In 1974, Norman McLeod Rogers performed hydrographic survey work in the Arctic, surveying around Bathurst Island for possible gas pipeline construction. In 1975, while on a scientific mission in Ungava Bay, the icebreaker went to the aid of Aigle d'Ocean, a small cargo ship that overturned in a storm. Norman McLeod Rogers dispatched its helicopter to investigate before arriving on the scene. Contact with the helicopter was soon lost, but the icebreaker arrived at the scene of the sinking merchant vessel in time to rescue five people. A Hercules aircraft was sent to search for the helicopter, which had crashed into a hillside killing both crewmembers.

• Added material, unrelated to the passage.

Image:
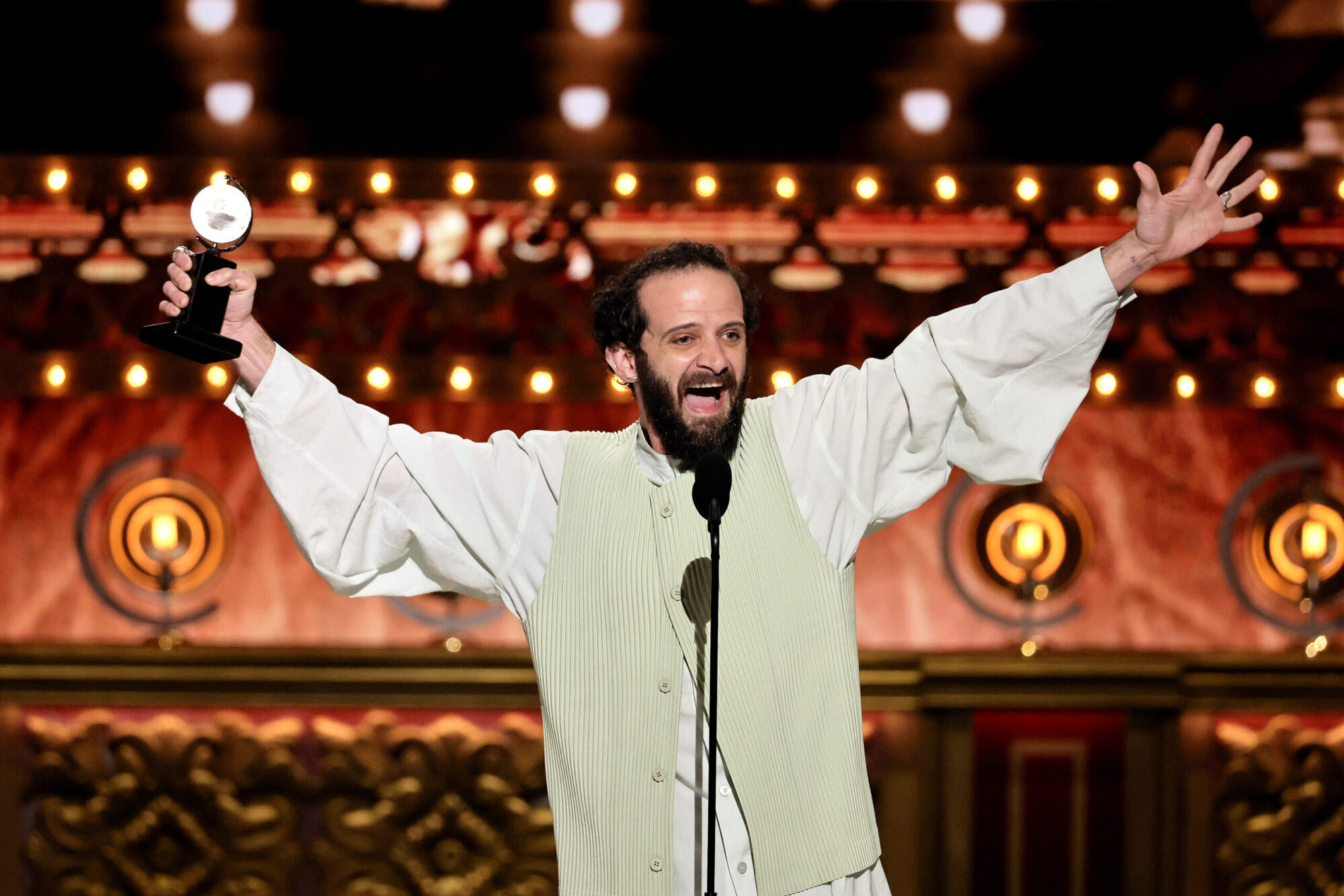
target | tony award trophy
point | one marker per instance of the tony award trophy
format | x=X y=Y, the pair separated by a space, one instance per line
x=222 y=218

In 1982, the Coast Guard, unhappy with Norman McLeod Rogerss experimental diesel and gas-powered propulsion system, had the gas turbines removed and diesel engines put in their place. Norman McLeod Rogers was transferred to the West Coast of Canada in 1990. The ship was placed in reserve soon after and transferred to Crown Assets Distribution for disposal in 1994. The ship was renamed 1220 in 1994 before being sold to the Chilean Navy on 20 December 1994.

===Chilean Navy===
The ship entered into service with the Chilean Navy on 14 January 1995. The icebreaker was renamed Almirante Óscar Viel after Counter Admiral Óscar Viel y Toro, the commander of the Chilean naval forces from 1881 to 1883 and 1891, and was placed into service as a replacement for the discarded Piloto Pardo. The ship's primary use with the Chilean Navy was as the Antarctic patrol and survey ship, making its first patrol in Antarctica in 1995.

The ship was decommissioned in February 2019 and later sunk as target.